Отпечаток детского характера, лежащий на произ­ведениях гения, виден также в его частной жизни, в его поведении. Он стыдлив, потому что и природа всегда такова, но не заботится о благопристойности, потому что только испорченность благопристойна. Он умен, потому что и природа не бывает другой, но не хитер, потому что хитрить может лишь искусственность. Он верен сво­ему характеру и склонностям, но не вследствие того, что таковы его принципы, а потому что природа, при любых колебаниях, всегда возвращается на прежнее место, всегда возобновляет прежние потребности. Он скромен до глупости, потому что гений всегда остается тайной для самого себя, но не боязлив, потому что не подозре­вает опасностей пути, которым идет. Мы мало знаем о частной жизни величайших гениев, но и то немногое, что сохранилось для нас из жизни Софокла, Архимеда, Гиппократа, а в новые времена из жизни Ариоста, Данте и Тассо, Рафаэля, Альбрехта Дюрера, Серван­теса, Шекспира, Фильдинга, Стерна и других, под­тверждает сказанное здесь.

Даже великие государственные деятели и полко­водцы, — что еще труднее понять, — если они возвыси­лись благодаря своему гению, также обнаруживают наивный характер. Я напомню здесь лишь об Эпаминонде и Юлии Цезаре из древней эпохи и о Генрихе IV Французском, Густаве-Адольфе Шведском, о царе Петре Великом из новых времен. Герцог Мальборо, Тюренн, Вандом обладают таким же характером. Высшим совер­шенством наивного характера природа одарила другой пол.

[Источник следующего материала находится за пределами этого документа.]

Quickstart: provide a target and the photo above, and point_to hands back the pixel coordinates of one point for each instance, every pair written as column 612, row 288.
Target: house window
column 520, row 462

Ни к чему так не стремится женское кокетство, как к притворной наивности, — и этого, если бы у нас не было других доказательств, было бы уже достаточно, чтобы признать, что величайшая сила женского пола зиждется на этом свойстве. Но господствующие правила женского воспитания находятся с наивным характером в вечной вражде; поэтому женщине так же трудно со­хранить невредимым этот прекрасный дар природы, соединяя его с преимуществами хорошего воспитания в сфере морального, как мужчине — в сфере интеллек­туального; и женщина, соединяющая умение вести себя в свете с наивностью нрава, столь же достойна почита­ния, как ученый, сочетающий всю строгость школы с гениальной свободой мышления.

Из наивного способа мышления необходимо происте­кает наивность выражения в речи и движениях, и это — важнейшая сторона того, что образует грацию. С наивной грациозностью гений выражает свои самые глубокие и возвышенные мысли: мы слышим божество, говорящее устами дитяти. Школьный рассудок, вечно боясь ошибиться, распинает свои слова и понятия на кресте грамматики и логики: он становится неподвижным и ко­сным, чтобы не быть неточным, он многословен именно потому, что старается не наговорить лишнего, и пред­почитает отнять у своей мысли и силу и остроту, лишь бы о нее не поранился неосторожный. Гений же одним-единственным счастливым ударом кисти даёт своей мысли навеки определённое, твёрдое и при этом вполне свободное очертание. Если в первом случае рисунок всегда остаётся гетерогенным, чуждым обрисованному, то здесь язык рождается мыслью как бы на ее внутренней необходимости, и они находятся в таком единстве, что дух как бы еще более обнажает свою те­лесную оболочку. Такой способ выражения, при котором рисунок полностью растворен в обрисованном, при кото­ром язык как бы еще более обнажает мысль, им выра­жаемую, и когда нельзя ее выразить иначе, не затемняя ее, — это и есть тот стиль, который преимущественно называется гениальным и одухотворенным.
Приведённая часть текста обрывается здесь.